For the moment, it is also unclear whose antibodies are more potent in beating back the disease: someone who nearly died, or someone with only light symptoms or even no symptoms at all. And does age make a difference? Faced with all these uncertainties, some experts have doubts about the wisdom of pursuing a "herd immunity" strategy such that the virus - unable to find new victims - peters out by itself when a majority of the population is immune. "The only real solution for now is a vaccine," Archie Clements, a professor at Curtin University in Perth Australia, said.

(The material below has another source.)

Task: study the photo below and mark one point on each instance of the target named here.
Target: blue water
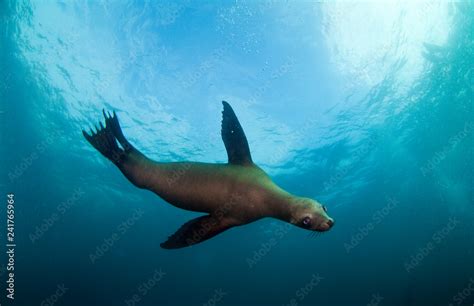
(366, 107)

https://www.sbs.com.au/news/recovering-from-the-coronavirus-may-not-make-you-immune-experts-warn
There are many other elements to this also, but at the moment we do not know if anti-bodies tests will be accurate, we know that propably many will not HAVE any antibodies, we do not know if everyone gets immune, and for how long, we do not know if the antibodies even are good for us, and maybe even the disease can lay dormant for a while and "reinfect" a person already recovered as South Korean studies shows. In some diseases, antibodies can even cause problems where you can easier get other infections and have immune problems etc.
I think it is safe to say that herd immunity seems like a big gamble, and indications is it will not work well, and will propably not last long. Vaccine seems like the only option besides natural mutation into a less harmful virus, like the spanish flu into H1N1 for example. Also anti body testing might not be accurate and may not be the tool governments wants it to be, like WHO tried to say. Everyone can draw their own conclusions, but in reality we do not know much yet. It is all indications and too early to conclude on anything right now. We do not even know if a vaccine will work permanently or will have to be given at certain intervals of time. If we get a fully functioning vaccine.